Stockholm-based podcast giant Acast has introduced an ad-buying system called Smart Recommendations. It’s an AI-powered search engine for advertisers, and it delivers recommendations of podcasts consumed by audience segments targeted by the advertiser.
The system is capable of granular requests for highly defined audiences; the PR offers this example:
Smart Recommendations acts like an AI media planner — turning a simple prompt like “I want to reach women in Canada interested in investing” into a curated list of high-fit podcasts.
Acast promises “unmatched precision in audience targeting.”
Four key features are detailed:
- Natural language prompts: Advertisers can simply describe their target audience in plain language.
- Advanced semantic search: The system understands the intent behind a query, including context and related concepts. It can extrapolate from a prompt and apply a deeper level of nuance.
- Rich show insights: Recommendations are based on deep analysis of podcast content, audience demographics, engagement, tone, and style.
- Transparent recommendations: Every suggestion is accompanied by detailed explanations of why it was chosen, helping advertisers make informed decisions.
Testing has proceeded with seleced customers, yielding “very promising results” across about 200 campaign briefs. Eighty percent of ad buyers discovered previously unconsidered podcasts for their campaigns. Acas reports double-digit improvemens in median purchase rate and median visit rate. (hose numbers come from Podscribe.)

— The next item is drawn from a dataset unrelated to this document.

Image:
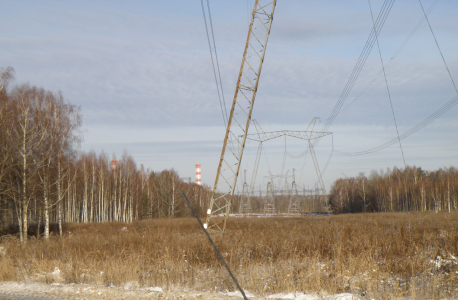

“This is more than just a search engine; it’s a powerful tool that transforms data into campaign success, ultimately helping advertisers maximize their podcast ad ROI with AI,” MacDonald added. “Smart Recommendations is the next step in our vision to become the intelligence layer powering podcast advertising globally, offering AI-powered podcast recommendations that truly deliver.” — Matt MacDonald, Chief Product Officer for Acast.